Accumulating data proved that rhPDCD5 did not directly induce apoptosis but rather “primed” cells for markedly increased sensitivity to tumor cell apoptosis via different chemotherapeutics [47]. Here, we found that in vitro culture system, the proliferation levels of splenocytes, and LNCs isolated from rhPDCD5-treated rats were less potently induced by CII, which were required for the development of CIA model. Simultaneously, rhPDCD5-treated CD4+ cells stimulated by CII displayed the increased apoptosis sensitivity. Therefore, we postulate that rhPDCD5 treatment may prime self-reactive T cells to undergo increased activation-induced cell death in response to secondary exposure to self antigen and thus produce its therapeutic benefit by eliminating self-reactive T cells. In addition, previous report suggested that the levels of PDCD5 were reduced in RA synovial tissue (ST) and fibroblast-like synoviocytes (FLS) and the increased PDCD5 expression in RA patient-derived FLS undergoing apoptosis [16]. In a rat collagen-induced in vivo model of arthritis, we think that part of rhPDCD5 might enter FLS and increased the sensitivity of apoptosis which deserves further investigation. This may be one of the reasons of lower inflammation in rhPDCD5-treated CIA rats.
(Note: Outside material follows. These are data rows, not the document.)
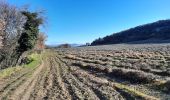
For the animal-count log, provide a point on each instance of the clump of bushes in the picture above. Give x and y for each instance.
(166, 86)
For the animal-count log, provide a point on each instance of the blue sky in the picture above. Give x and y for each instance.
(81, 21)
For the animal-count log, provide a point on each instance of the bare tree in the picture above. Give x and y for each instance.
(11, 28)
(41, 41)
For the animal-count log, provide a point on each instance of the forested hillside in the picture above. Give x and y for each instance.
(152, 32)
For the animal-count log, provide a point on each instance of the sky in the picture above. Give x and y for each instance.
(82, 21)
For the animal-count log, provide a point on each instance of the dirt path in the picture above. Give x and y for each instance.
(54, 79)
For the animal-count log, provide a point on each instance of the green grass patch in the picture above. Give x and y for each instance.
(35, 61)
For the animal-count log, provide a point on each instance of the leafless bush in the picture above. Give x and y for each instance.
(12, 22)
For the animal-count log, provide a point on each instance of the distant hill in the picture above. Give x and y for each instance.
(153, 32)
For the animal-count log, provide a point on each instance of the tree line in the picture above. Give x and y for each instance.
(19, 33)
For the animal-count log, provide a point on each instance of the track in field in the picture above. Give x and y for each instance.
(57, 79)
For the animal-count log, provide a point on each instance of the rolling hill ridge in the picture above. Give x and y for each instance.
(153, 32)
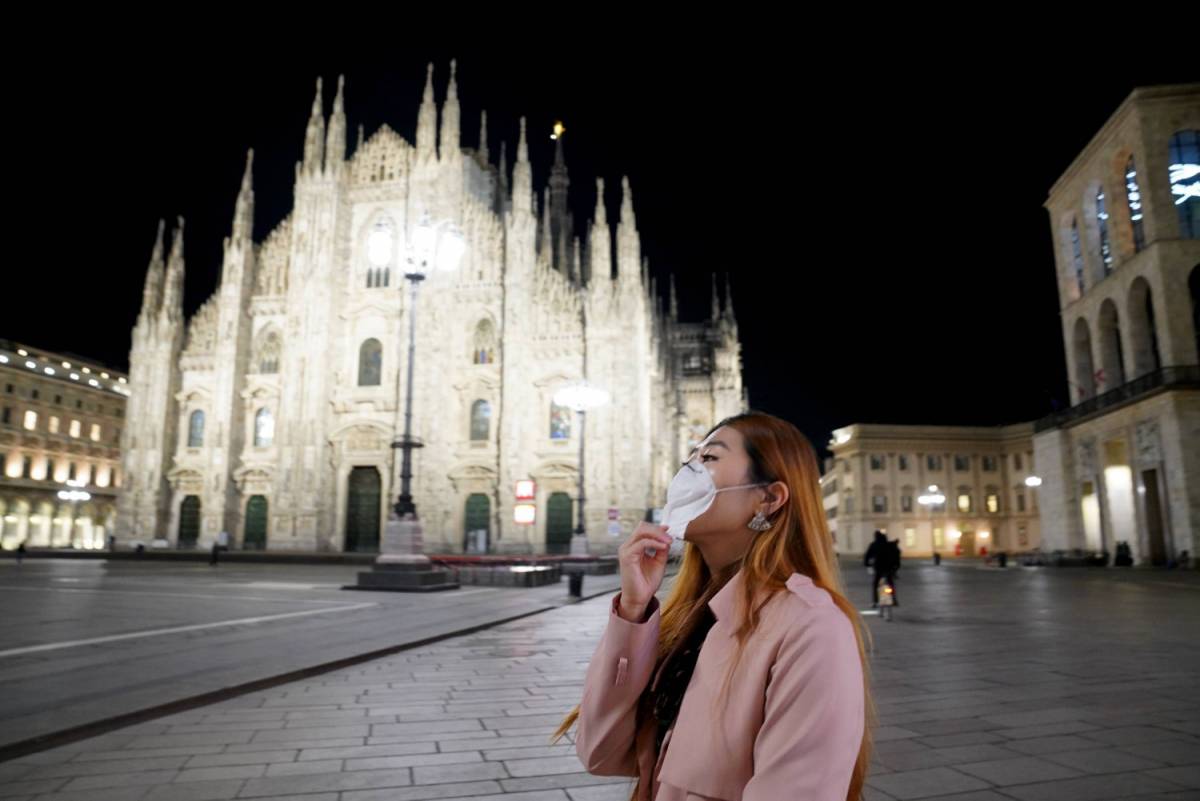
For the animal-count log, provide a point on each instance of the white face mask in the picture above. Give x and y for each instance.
(690, 494)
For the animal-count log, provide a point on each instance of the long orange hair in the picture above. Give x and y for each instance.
(797, 542)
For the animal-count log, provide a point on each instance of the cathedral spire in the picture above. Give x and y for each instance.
(335, 142)
(173, 289)
(600, 241)
(544, 239)
(244, 210)
(451, 131)
(427, 118)
(522, 176)
(629, 257)
(151, 293)
(601, 215)
(729, 300)
(483, 136)
(315, 136)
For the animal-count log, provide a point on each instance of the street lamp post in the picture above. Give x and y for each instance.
(930, 499)
(401, 566)
(581, 397)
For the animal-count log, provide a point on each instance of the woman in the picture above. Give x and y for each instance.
(750, 681)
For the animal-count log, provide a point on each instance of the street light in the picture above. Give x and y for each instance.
(401, 566)
(581, 397)
(930, 499)
(448, 252)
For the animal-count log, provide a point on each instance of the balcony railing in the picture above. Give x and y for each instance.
(1182, 375)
As a positive comparison to rhPDCD5 treatment, rats with CIA were treated with rhTNFR:Fc, an established therapy for experimental arthritis models and human RA [31]. In accordance with the results of previous experiments, rhTNFR:Fc has strong ability of suppressing progress in CIA. It has been shown that the Th1/Th17 cells in the periphery of RA patients are reduced, and Tregs are significantly increased after rhTNFR:Fc therapy [32]. In recent years, there have been many documents reported the multiple side effects accompanied with anti-TNF-α therapies, such as the increased risk of severe viral and bacterium infection [33, 34], anaphylaxis [35], and tumor [36]. Additionally, their considerable costs still limit their widespread utilization. The scientific community thus begins making an extraordinary effort to discover novel RA drugs that target crucial signals of activated cells or others. This present study together with previous research [20] implies that the immune-suppressing activity of rhPDCD5 may have therapeutic benefits for autoimmunity diseases.

In conclusion, our study provides the comprehensive assessment of immunosuppressive pathways of rhPDCD5 which induces a potent protective effect against CIA. Future studies will be required to determine whether this novel rhPDCD5-induced pathway can be exploited for therapeutic benefit.